By the time I got to Chapter Four, the library had located Self-Editing for Fiction Writers by Browne and King so I moved on to that. I am finding it much more useful. Plus, I love, love, love George Booth and any book with his cartoons is okay by me. This one isn’t in the Browne and King book, but it’s perfect.
I’m finding myself racing from chapter to chapter, though, and I just need to sit down slowly and try to get some of the ideas to penetrate my brain. (Uh – is anyone actually doing the exercises at the end of the chapters? I’ve looked at a couple of them and I’m cool with the quick and dirty ones, but the more time-consuming and probably more beneficial ones I’m passing by for now…. How about you?)

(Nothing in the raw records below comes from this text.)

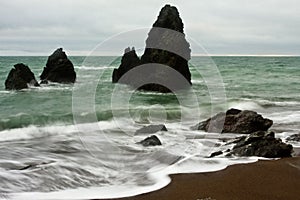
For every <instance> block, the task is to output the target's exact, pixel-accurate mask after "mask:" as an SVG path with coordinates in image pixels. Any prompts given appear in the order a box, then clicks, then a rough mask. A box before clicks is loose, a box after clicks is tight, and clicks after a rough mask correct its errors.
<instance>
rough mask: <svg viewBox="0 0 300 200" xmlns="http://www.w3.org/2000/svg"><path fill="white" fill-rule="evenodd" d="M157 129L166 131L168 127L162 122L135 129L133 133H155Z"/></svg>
mask: <svg viewBox="0 0 300 200" xmlns="http://www.w3.org/2000/svg"><path fill="white" fill-rule="evenodd" d="M158 131H168V129H167V128H166V126H165V125H163V124H158V125H149V126H145V127H143V128H141V129H139V130H137V131H136V132H135V133H136V134H144V133H156V132H158Z"/></svg>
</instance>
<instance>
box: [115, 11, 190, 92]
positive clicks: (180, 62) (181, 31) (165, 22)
mask: <svg viewBox="0 0 300 200" xmlns="http://www.w3.org/2000/svg"><path fill="white" fill-rule="evenodd" d="M190 58H191V50H190V45H189V43H188V42H187V41H186V39H185V35H184V31H183V22H182V20H181V18H180V16H179V12H178V10H177V8H176V7H174V6H170V5H165V6H164V7H163V8H162V9H161V11H160V13H159V16H158V18H157V20H156V21H155V23H154V24H153V27H152V28H151V30H150V32H149V33H148V38H147V40H146V48H145V51H144V54H143V55H142V57H141V59H139V58H138V56H137V55H136V52H135V50H134V48H133V49H131V50H130V48H129V49H128V48H127V49H126V50H125V53H124V55H123V57H122V62H121V65H120V67H119V68H118V69H115V70H114V73H113V82H118V83H125V84H129V85H131V86H133V87H135V88H136V89H142V90H146V91H157V92H163V93H168V92H174V91H176V90H180V89H185V88H188V87H190V86H191V84H192V83H191V73H190V71H189V67H188V60H190Z"/></svg>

I just finished K.M. Weiland’s e-book, Crafting Unforgettable Characters: A Hands-On Guide to Bringing Your Characters to Life. It’s available via her Wordplay: Helping Writers Become Authors blog, and it’s full of useful stuff. I got some hints on how to make a couple of my characters wake up, and I want to ‘interview’ my characters. Let’s hope that once they’re pumped up a little, they’ll help me figure out how to fill some of my plot holes.
Weiland has some good advice that we already know, but she says it well: “We also learn from reading the works of others—both the mind-blowing ones and the mind-numbing ones. As lovers of stories, writers should perforce be avid readers, sucking in all kinds of lessons through sheer osmosis.”
I am currently in the midst of a mind-blowing book: The Solace of Leaving Early by Haven Kimmel. I’m having trouble coming up with a single excerpt to share without copying everything since it’s that good, but fortunately her website includes the first six pages of the book, and introduces one of the main characters, Amos.
Langston, the other main character, has just dropped out of graduate school. This conversation between Langston and her mother takes place shortly after she’s returned home from school:
“It’s ten o’clock now. Two hours, Langston. The funeral is at noon. You have two hours to grow up.” She turned around and stomped down the stairs, slamming the attic door behind her.
“Yes, well,” Langston said to her mother, quite a few minutes after she was gone. “I’d take you a lot more seriously if you ever wore shoes.”
She packs a lot into that quick exchange.
Kimmel seems to break a lot of the rules: she puts a prologue in her first novel, gives lots of character description before anything actually happens, and begins with an interior monologue. But it all works, and beautifully. Which means, in part, that we should only pay so much attention to following the rules, and some to breaking them.
The Solace of Leaving Early is amazingly, heartbreakingly, heartwarmingly, authentically, eccentrically, breathtakingly lovely and wonderful.
There. If Haven Kimmel can break the rules, so can I. Only she does it really well. And she writes about dogs, too.